Google Summer of Code 2023
This year we are again participating in the Google Summer of Code. The MariaDB Foundation believes we are making a better database that remains application compatible with MySQL. We also work on making LGPL connectors (currently C, C++, ODBC, Java, Node.js) and on MariaDB Galera Cluster, which allows you to scale your reads & writes. And we have MariaDB ColumnStore, which is a columnar storage engine, designed to process petabytes of data with real-time response to analytical queries.
Contents
Where to Start
Please join us on Zulip to mingle with the community. You should also subscribe to [email protected] (this is the main list where we discuss development).
To improve your chances of being accepted, it is a good idea to submit a pull request with a bug fix to the server.
Also see the List of beginner friendly issues from the MariaDB Issue Tracker.
List of Tasks
MariaDB Server
MDEV-30610 Update RocksDB to the latest upstream version
Full-time project 350h
Our version of RocksDB is lagging behind the current upstream and needs to be updated. This isn't a case of simply updating the submodule, there have been significant API changes. It will likely require porting the latest MyRocks code over to the MariaDB storage API.
Skills needed: Understanding of C/C++ development.

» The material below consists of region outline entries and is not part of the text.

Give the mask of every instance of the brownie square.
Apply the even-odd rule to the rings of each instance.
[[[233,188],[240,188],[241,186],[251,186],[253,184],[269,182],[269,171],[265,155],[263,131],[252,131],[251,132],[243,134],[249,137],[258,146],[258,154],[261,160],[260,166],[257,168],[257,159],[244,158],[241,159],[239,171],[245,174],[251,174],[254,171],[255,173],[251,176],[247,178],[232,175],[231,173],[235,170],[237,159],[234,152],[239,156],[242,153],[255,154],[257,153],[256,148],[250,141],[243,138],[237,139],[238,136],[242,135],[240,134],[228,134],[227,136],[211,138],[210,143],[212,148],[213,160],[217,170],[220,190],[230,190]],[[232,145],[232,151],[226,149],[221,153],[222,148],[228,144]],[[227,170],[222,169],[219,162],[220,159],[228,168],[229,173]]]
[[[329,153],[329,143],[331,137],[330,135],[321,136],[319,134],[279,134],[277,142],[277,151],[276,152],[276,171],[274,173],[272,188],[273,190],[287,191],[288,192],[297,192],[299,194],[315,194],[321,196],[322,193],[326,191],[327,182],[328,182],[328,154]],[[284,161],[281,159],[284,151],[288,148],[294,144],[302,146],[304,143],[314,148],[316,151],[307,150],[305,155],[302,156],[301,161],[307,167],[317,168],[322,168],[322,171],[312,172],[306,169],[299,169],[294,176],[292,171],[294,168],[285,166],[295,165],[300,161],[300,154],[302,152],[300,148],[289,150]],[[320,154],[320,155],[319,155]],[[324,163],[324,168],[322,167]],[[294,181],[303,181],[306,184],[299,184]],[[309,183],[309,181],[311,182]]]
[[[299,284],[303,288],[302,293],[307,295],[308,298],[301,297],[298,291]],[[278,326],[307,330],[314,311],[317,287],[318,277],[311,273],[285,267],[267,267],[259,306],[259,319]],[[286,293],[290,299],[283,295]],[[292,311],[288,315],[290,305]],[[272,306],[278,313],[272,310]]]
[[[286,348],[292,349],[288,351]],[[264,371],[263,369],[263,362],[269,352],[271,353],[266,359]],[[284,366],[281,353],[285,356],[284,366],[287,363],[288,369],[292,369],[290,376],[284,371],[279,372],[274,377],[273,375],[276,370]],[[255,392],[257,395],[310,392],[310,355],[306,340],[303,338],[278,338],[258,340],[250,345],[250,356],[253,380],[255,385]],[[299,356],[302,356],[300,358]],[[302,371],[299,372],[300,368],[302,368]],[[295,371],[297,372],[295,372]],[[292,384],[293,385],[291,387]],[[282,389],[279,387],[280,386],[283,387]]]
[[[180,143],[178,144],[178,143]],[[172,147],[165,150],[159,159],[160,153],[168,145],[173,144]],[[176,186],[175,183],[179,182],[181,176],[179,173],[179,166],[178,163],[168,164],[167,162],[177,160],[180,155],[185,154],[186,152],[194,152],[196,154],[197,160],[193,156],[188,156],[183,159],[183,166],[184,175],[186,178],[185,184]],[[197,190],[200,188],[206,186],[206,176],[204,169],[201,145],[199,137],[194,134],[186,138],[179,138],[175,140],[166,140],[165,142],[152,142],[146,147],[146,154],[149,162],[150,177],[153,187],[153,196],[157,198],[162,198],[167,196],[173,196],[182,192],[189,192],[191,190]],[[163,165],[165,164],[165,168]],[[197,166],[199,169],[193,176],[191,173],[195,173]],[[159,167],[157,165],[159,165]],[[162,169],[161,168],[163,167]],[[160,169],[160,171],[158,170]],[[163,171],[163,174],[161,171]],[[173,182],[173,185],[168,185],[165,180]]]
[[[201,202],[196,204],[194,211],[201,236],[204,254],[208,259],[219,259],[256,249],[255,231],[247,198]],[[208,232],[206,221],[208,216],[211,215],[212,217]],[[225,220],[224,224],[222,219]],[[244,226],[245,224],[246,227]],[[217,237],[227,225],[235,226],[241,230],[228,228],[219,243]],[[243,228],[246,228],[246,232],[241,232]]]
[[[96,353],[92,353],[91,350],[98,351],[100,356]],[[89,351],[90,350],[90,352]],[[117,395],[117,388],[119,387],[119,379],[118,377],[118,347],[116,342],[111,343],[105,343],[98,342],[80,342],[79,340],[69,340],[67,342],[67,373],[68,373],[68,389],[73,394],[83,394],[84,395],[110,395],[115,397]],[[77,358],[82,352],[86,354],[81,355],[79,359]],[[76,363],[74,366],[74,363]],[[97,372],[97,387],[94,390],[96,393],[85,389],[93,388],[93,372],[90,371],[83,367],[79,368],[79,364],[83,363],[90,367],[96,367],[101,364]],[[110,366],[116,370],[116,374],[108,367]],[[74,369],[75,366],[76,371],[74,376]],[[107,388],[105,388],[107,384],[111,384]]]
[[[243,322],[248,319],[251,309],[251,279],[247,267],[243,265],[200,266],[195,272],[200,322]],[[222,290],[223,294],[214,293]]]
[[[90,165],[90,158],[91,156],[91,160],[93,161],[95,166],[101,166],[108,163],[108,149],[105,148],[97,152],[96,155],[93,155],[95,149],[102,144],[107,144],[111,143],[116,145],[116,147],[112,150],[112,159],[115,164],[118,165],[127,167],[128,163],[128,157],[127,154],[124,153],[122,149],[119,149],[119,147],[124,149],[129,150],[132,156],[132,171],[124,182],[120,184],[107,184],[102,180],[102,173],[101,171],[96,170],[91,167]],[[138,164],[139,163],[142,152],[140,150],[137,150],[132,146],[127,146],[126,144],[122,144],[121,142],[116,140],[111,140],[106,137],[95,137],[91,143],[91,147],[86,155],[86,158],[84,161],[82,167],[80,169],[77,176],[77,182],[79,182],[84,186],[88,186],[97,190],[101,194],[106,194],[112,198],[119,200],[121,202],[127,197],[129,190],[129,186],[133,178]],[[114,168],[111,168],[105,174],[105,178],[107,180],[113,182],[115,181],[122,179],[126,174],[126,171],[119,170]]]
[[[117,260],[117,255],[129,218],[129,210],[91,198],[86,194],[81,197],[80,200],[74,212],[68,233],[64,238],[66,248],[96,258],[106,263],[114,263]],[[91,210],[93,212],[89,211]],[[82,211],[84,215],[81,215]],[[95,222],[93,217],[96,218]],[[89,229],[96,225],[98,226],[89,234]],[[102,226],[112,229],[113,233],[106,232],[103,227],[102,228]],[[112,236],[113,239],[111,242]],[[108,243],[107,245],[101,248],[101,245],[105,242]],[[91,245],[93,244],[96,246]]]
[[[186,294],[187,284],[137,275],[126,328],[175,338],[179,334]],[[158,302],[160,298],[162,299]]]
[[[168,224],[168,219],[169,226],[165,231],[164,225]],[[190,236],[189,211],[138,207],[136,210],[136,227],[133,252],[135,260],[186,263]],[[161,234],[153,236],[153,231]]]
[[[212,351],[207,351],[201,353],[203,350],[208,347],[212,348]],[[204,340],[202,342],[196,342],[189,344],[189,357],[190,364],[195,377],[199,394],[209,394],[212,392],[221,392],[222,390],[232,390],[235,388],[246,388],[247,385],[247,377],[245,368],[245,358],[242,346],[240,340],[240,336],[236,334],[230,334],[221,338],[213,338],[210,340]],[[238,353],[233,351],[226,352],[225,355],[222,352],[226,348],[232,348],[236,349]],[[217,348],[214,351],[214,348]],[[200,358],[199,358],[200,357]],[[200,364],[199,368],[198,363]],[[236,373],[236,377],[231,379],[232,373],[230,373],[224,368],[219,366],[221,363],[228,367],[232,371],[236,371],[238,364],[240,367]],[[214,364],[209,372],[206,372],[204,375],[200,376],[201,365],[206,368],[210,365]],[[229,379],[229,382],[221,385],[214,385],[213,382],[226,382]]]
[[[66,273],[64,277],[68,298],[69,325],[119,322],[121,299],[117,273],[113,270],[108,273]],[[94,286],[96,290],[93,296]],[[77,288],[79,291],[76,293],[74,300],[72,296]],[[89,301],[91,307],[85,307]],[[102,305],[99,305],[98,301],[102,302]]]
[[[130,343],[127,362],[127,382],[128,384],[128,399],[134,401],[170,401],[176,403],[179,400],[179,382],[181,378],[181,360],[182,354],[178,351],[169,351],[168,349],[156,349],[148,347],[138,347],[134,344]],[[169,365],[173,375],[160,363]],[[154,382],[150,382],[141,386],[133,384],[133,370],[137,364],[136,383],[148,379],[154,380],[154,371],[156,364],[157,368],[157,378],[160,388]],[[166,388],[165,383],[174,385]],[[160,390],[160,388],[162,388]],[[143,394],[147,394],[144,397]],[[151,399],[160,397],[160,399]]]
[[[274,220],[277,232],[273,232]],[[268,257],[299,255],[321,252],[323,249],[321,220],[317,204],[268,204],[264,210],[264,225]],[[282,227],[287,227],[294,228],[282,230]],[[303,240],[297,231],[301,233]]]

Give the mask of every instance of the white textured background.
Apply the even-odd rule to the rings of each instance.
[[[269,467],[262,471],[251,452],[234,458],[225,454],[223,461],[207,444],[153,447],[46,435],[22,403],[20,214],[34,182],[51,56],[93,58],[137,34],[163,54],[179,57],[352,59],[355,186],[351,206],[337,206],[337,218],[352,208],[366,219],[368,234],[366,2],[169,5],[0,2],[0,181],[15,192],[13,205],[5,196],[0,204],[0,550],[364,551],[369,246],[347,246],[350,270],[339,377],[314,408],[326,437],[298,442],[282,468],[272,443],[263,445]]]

Preferably some experience with the MariaDB or MySQL codebase (but not essential).
Mentor: Andrew Hutchings
MDEV-17398 Spatial (GIS) functions in MariaDB
Part-time (175h) or full-time project (350h) - depending on scope
Our GIS functionality is limitted compared to other DBMSes. Given that MariaDB looks to facilitate migration from MySQL, we should be on par. We have a list of functions that are missing in MariaDB compared to MySQL, as described in https://mariadb.com/kb/en/function-differences-between-mariadb-1010-and-mysql-80/.
Our goal is to have as many of these functions available within MariaDB. Some of the functionality can be ported from MySQL, while others might require implementation from scratch.
Skills needed: Understanding of C++ development. Ability to navigate a large codebase (with help from mentor).
Mentors: Anel Husakovic (primary) / Vicențiu Ciorbaru (secondary)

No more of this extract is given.